Fast forward to today, and influencers are pushing supplements that contain up to 500% or even 1,000% the recommended daily allowance of micronutrients, despite the fact that vitamin supplements in general lack regulation, contain unlisted ingredients, and are not backed up by randomised controlled trials – the gold standard of medical research.
“Mega-dosing” on vitamins and minerals can be dangerous. For instance, there have been instances of people being taken to hospital from taking dangerously high levels of vitamin D. Consuming too much vitamin D can cause mild symptoms, such as thirst and needing to urinate more frequently, but in severe cases it can cause seizures, coma, and death.
Meanwhile, according to the National Institutes of Health (NIH) in the US, excess vitamin A can cause “severe headache, blurred vision, nausea, dizziness, muscle aches, and problems with coordination. In severe cases, getting too much preformed vitamin A can even lead to coma and death.”
The clinical trials that have been done on vitamins and minerals sometimes have contradictory results, and suggest that whether you will benefit from taking vitamin supplements depends on who you are, as well as the exact micronutrient the supplement contains.

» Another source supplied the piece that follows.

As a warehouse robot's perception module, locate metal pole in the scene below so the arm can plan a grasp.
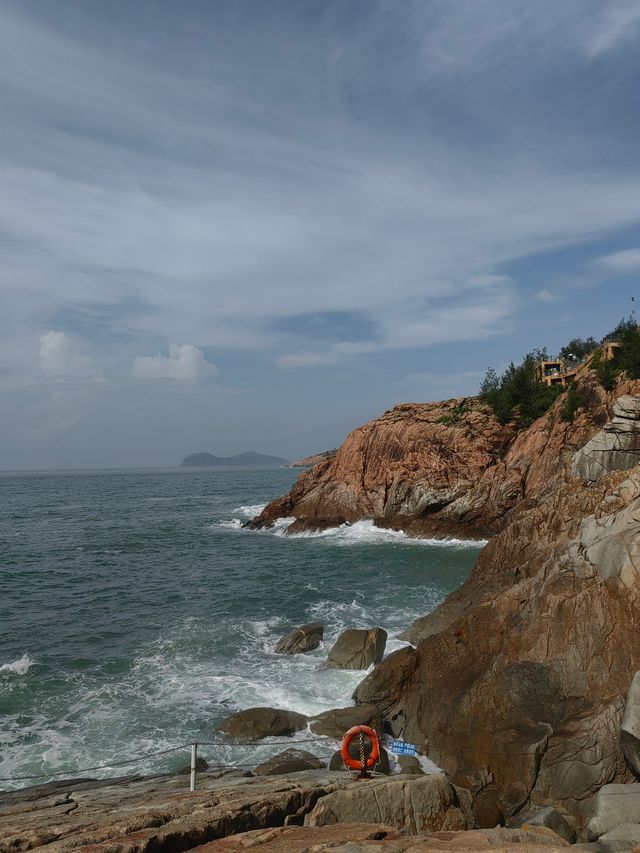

The clinical trials done on vitamins and minerals
Some of the earliest trials focused on antioxidants, molecules that neutralise harmful chemicals known as free radicals. Free radicals are unstable molecules that react with and rip apart cells and DNA. It might seem to make sense that boosting your intake of antioxidants would help stave off illness, yet studies have consistently showed this is not the case. For example double-blind, placebo-controlled trials led by JoAnn Manson, a professor of epidemiology at the Harvard School of Public Health, found that the antioxidants beta-carotene, vitamin C, and vitamin E had no effect on preventing cancer or cardiovascular disease.
In fact, some studies suggest that mega-dosing on antioxidants can actually harm health. For example, the evidence is mounting from randomised clinical trials that taking large quantities of beta-carotene supplements can increase your risk of lung cancer, especially if you are a smoker. Meanwhile a trial by Manson showed that mega-dosing on vitamin E is linked to an increased risk of haemorrhagic stroke.
“Vitamin E has a blood thinning effect, so high doses of vitamin E make the blood less able to clot, which raises the risk of bleeding in the brain,” says Manson.
“There is also a risk that in extremely high doses [of] antioxidants can actually become pro-oxidant, so they actually enhance oxidation.”
Taking very high doses of an isolated micronutrient can also interfere with the absorption of other similar micronutrients. For example, one of the reasons that taking too much beta-carotene is thought to be harmful is that it interferes with the absorption of other carotenoids such as lutein, found in leafy green vegetables like spinach and kale.
Why vitamin D is important
Taking more than the recommended daily allowance of antioxidants is not recommended. But what about other vitamins? One nutrient many people don’t get enough of is vitamin D, a molecule that is essential for building and maintaining healthy bones. Vitamin D isn’t technically a vitamin, as our body can make enough of it as long as our skin receives plenty of sunlight. We can also get it from certain foods.